Flexibility and choice is a cornerstone of the AMA proposal, Palmisano said. "Individuals get multiple choices here. You could still have employer-provided insurance, but instead of a defined benefit it could be a defined [employer] contribution, and individuals would then have an array of choices," he explained. "You could get an HMO, PPO, health savings account, with high deductibles coverage over that. It'll help make the individual a prudent purchaser of health care."
Consumers who purchased a policy would also gain "guaranteed renewability," meaning that their insurance would continue even if they lost their job or got sick or injured.
"We get everybody to be covered at the front end when they're healthy," Palmisano explained. "If they do get an illness that's a chronic illness, they would still get guaranteed renewability."
Pauly says that, ideally, the new tax credit system would flood the market with consumers eager to buy into what was once a high-end "boutique" market. "It has the potential of making the non-group market more of a mass market," he said. "As we know with most other products, when the market expands it actually improves quality and maybe even lowers the price."
Palmisano said the AMA's tax credit proposal "meshes" with similar initiatives outlined by President Bush in this year's State of the Union address. He and Pauly expect resistance to the idea, rooted in ideological disputes that have stalled the health-care debate for decades.

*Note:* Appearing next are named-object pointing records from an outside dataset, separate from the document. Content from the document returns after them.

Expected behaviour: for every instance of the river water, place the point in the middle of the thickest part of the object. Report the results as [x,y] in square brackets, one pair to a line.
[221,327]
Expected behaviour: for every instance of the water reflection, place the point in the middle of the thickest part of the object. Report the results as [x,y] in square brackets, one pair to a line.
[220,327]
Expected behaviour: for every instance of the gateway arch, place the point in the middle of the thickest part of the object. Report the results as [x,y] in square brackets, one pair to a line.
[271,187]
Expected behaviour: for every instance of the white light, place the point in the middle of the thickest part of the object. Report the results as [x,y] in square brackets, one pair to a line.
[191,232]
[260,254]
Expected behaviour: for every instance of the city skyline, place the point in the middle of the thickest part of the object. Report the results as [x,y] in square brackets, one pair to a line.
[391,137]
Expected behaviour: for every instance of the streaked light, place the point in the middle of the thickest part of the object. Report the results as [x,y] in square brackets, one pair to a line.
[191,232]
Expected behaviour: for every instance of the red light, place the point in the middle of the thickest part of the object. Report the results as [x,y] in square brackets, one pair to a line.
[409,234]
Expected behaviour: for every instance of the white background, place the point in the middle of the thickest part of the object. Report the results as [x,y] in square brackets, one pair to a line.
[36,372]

"On the liberal-Democratic side, there are people who just don't trust the private market," Pauly said. "My interpretation of the political process so far is that no health insurance plan has gotten anywhere."
However, Pauly remains hopeful that, even in an election year, some progress can be made. "We have to get this political show on the road," he said. "We have to start thinking more seriously and start to help the market to be more creative about what these new [health insurance] products could be."